9.  Allowing Human Resources to Handle Legal Matters

Certainly, a HR department should be able to adequately handle certain “routine” matters (separation paperwork, investigating complaints, responding to unemployment claims where an employee quit, etc.). However, it is not advisable to have HR address any contested legal issues with a current or former employee.

  • Example 1:  Someone handling HR issues sends a response to a demand letter or EEOC Charge.  Any erroneous statements in that response can carry through to subsequent legal proceedings, leaving the company stuck in an unwanted legal position if the claim proceeds further.
  • Example 2: If a former employee is arguing unlawful termination in a Department of Labor unemployment case, any information provided in that matter could be used against the company in a subsequent proceeding (such as an EEOC Charge or lawsuit). For these reasons, it is wise to retain an experienced employment attorney early in the process, as it can save time and money in the long run!

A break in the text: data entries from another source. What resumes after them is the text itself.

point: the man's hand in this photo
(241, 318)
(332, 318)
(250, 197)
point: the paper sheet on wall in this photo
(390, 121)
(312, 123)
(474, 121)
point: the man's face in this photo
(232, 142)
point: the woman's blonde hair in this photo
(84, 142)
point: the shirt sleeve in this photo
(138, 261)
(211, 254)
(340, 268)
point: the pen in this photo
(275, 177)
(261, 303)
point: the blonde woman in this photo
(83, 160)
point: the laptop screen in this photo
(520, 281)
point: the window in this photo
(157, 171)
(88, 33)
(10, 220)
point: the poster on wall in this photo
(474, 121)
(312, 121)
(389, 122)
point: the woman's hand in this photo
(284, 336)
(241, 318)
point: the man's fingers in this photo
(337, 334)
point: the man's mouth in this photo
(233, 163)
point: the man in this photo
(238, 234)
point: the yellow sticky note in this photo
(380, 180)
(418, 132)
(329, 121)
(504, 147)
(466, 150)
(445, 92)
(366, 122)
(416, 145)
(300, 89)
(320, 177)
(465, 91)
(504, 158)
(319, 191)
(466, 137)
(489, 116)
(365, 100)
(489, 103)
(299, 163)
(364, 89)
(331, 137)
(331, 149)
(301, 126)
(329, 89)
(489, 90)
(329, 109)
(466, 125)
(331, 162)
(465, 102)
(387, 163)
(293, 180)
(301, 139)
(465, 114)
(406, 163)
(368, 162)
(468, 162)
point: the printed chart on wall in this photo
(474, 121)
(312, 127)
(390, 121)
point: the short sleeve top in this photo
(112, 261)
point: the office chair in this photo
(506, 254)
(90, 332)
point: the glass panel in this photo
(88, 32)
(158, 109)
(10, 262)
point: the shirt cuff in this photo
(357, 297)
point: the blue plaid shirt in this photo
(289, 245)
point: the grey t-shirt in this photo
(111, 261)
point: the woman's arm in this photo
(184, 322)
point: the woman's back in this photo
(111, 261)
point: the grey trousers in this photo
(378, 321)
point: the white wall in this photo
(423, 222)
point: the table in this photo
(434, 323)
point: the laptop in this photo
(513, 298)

10. Not Seeking Legal Advice

Not many people “want” to call a lawyer.  But spending a little up front to get some advice could save you from a legal claim that could lead your business into financial jeopardy.  It is essential to have someone to call when you are not sure how to handle a situation – whether it’s a contract issue, drafting company policies, what documents are needed when hiring employee, how to pay certain employees, or uncertainty about handling employee complaints, discipline and termination.

Moreover, if you receive a demand letter, lawsuit, EEOC charge or other notice of a claim, you should immediately have a lawyer evaluate the situation to assess the potential exposure and to avoid missing any deadlines. EEOC Charges and lawsuits can be expensive and take years to resolve, even if the company did nothing wrong! Likewise, unemployment claims should not be ignored, as successful claims will increase your business expenses and can be used against the company in other legal proceedings.